I keep getting the following compile time error:
Unable to find encoder for type stored in a Dataset.
Primitive types (Int, String, etc) and Product types (case classes)
are supported by importing spark.implicits._
Support for serializing other types will be added in future releases.
I've just upgraded from Spark v1.6 to v2.0.2, and a whole bunch of code using DataFrame are complaining about this error. The code where it is complaining looks like the following.
def doSomething(data: DataFrame): Unit = {
data.flatMap(row => {
...
})
.reduceByKey(_ + _)
.sortByKey(ascending = false)
}
Previous SO posts suggest to
pull out the case class (defined in object)
perform implicit imports
However, I don't have any case classes, as I am using DataFrame which is equal to DataSet[Row], and also, I've inlined the 2 implicit imports as follows, without any help to get rid of this message.
val sparkSession: SparkSession = ???
val sqlContext: SQLContext = ???
import sparkSession.implicits._
import sqlContext.implicits._
Note that I've looked at the documentation for DataSet and Encoder. The docs says something like the following.
Scala
Encoders are generally created automatically through implicits from a
SparkSession, or can be explicitly created by calling static methods on
Encoders.
import spark.implicits._
val ds = Seq(1, 2, 3).toDS() // implicitly provided (spark.implicits.newIntEncoder)
However, my method doesn't have access to SparkSession. Also, when I try that line import spark.implicits._, IntelliJ can't even find it.

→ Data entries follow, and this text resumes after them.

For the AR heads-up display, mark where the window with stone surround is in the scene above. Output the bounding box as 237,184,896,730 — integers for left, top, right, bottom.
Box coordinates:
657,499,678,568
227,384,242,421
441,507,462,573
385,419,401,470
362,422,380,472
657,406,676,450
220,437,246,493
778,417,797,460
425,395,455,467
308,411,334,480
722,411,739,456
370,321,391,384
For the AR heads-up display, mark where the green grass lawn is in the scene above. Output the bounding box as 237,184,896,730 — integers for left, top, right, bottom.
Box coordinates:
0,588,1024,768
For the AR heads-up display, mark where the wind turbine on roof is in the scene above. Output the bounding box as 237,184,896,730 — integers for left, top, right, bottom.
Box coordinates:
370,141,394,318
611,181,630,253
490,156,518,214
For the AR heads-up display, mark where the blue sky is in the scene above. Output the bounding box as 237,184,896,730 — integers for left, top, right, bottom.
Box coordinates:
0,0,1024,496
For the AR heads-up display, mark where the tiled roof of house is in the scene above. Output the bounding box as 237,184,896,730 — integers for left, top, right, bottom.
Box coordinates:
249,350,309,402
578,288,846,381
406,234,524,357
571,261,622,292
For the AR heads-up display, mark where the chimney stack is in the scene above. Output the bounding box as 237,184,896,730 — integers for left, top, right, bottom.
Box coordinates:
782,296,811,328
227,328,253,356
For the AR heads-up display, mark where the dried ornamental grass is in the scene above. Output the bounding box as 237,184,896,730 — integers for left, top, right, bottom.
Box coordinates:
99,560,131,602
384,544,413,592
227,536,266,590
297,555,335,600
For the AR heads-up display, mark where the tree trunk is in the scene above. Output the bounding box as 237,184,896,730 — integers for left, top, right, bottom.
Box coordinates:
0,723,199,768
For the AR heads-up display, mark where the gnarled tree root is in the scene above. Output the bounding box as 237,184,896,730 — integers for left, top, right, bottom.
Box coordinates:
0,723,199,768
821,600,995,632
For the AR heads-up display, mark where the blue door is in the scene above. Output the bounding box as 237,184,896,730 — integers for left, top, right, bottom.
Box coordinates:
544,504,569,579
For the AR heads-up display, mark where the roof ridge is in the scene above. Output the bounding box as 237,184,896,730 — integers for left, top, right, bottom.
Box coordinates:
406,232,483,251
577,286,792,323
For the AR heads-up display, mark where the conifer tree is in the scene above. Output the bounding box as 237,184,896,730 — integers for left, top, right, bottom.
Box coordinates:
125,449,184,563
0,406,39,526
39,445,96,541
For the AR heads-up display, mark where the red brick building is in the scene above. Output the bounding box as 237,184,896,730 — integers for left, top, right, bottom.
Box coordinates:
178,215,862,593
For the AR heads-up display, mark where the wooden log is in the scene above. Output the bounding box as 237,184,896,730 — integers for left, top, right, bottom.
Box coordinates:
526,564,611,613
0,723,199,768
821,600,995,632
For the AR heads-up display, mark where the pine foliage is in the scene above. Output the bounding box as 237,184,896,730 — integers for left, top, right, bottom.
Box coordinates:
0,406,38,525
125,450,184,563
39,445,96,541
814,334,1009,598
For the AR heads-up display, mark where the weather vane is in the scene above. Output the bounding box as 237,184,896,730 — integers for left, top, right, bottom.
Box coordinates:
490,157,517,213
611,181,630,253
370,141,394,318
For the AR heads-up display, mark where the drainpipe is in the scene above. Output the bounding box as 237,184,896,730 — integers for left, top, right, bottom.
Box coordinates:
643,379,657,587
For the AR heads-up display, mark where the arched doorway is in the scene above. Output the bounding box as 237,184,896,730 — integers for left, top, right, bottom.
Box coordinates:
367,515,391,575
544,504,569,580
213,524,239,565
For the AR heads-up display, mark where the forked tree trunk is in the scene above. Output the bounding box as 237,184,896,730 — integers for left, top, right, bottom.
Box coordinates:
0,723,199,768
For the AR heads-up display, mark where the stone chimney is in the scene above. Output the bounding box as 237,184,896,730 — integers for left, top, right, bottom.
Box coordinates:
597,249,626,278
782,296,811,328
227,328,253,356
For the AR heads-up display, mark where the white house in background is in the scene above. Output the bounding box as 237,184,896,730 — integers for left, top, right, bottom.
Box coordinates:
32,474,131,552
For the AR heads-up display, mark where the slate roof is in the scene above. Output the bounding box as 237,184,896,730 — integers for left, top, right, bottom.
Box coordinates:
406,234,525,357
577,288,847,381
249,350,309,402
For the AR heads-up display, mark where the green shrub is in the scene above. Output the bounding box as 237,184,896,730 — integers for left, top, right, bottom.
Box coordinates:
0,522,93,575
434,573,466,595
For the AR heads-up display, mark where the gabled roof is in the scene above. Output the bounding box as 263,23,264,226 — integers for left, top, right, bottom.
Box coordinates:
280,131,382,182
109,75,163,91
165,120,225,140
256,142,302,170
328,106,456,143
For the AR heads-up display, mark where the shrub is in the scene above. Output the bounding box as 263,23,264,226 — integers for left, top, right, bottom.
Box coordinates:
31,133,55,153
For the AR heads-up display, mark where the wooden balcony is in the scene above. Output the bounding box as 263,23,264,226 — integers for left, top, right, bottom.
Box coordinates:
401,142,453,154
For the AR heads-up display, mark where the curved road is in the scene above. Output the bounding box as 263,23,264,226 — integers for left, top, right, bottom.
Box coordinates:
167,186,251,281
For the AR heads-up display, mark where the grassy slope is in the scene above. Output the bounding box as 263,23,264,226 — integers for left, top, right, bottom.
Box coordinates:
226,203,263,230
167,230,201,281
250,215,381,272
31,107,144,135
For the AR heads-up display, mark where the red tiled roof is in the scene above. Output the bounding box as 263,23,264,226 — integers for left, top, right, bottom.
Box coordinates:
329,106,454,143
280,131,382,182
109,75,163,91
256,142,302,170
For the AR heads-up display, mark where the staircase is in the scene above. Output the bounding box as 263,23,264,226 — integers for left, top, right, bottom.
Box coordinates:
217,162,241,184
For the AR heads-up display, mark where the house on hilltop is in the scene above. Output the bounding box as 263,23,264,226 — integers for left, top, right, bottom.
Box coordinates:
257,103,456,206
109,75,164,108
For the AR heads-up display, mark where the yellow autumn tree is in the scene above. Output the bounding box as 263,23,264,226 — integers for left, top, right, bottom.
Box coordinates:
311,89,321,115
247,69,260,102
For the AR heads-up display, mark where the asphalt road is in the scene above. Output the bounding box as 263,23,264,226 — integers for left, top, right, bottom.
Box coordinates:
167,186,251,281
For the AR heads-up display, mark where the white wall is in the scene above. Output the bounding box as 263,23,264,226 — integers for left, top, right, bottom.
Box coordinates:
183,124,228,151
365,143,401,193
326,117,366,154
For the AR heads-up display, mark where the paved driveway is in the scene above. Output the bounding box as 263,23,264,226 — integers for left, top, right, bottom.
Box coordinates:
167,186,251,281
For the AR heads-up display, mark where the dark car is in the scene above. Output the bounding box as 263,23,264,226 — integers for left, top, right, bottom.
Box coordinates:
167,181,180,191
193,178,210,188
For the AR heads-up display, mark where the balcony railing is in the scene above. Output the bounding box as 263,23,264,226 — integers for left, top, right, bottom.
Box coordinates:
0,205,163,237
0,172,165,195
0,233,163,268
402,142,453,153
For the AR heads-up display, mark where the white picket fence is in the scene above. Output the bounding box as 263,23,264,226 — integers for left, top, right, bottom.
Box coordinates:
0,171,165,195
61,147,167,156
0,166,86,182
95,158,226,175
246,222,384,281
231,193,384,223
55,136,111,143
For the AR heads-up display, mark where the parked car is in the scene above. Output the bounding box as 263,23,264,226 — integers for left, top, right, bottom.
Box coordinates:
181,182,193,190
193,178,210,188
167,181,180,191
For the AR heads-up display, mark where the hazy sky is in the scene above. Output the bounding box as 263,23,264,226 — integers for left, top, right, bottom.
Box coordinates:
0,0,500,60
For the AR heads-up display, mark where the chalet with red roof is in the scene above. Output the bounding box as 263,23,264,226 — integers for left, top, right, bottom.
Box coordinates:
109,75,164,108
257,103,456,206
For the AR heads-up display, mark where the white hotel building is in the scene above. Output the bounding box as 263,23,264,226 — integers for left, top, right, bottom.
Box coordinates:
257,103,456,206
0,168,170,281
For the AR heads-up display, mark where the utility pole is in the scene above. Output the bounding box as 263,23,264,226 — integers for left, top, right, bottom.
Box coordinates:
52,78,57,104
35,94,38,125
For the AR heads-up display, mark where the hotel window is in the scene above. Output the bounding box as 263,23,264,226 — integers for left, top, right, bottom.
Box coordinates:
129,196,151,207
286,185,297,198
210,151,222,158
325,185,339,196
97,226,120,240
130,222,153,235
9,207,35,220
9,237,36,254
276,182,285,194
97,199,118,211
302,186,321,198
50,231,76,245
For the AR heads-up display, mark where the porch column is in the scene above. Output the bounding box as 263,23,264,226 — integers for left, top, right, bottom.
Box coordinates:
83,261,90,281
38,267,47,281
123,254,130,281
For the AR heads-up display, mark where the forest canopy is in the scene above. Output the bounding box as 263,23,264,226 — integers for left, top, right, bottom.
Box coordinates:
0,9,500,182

When I say that my DataFrame is a DataSet[Row], I really do mean it.
This question is marked as a possible duplicate, but please let me clarify.
I have no case class or business object associated.
I am using .flatMap while the other question is using .map
implicit imports do not seem to help
passing a RowEncoder produces a compile-time error e.g. data.flatMap(row => { ... }, RowEncoder(data.schema)) (too many arguments)
I'm reading the other posts, and let me add, I guess I don't know how this new Spark 2.0 Datasets/DataFrame API is supposed to work. In the Spark shell, the code below works. Note that I start the spark shell like this $SPARK_HOME/bin/spark-shell --packages com.databricks:spark-csv_2.10:1.5.0
val schema = StructType(Array(
StructField("x1", StringType, true),
StructField("x2", StringType, true),
StructField("x3", StringType, true),
StructField("x4", StringType, true),
StructField("x5", StringType, true)))
val df = sqlContext.read
.format("com.databricks.spark.csv")
.option("header", "true")
.schema(schema)
.load("/Users/jwayne/Downloads/mydata.csv")
df.columns.map(col => {
df.groupBy(col)
.count()
.map(_.getString(0))
.collect()
.toList
})
.toList
However, when I run this as a part of a test unit, I get the same unable to find encoder error. Why does this work in the shell but not in my test units?
In the shell, I typed in :imports and :implicits and placed those in my scala files/source, but that doesn't help either.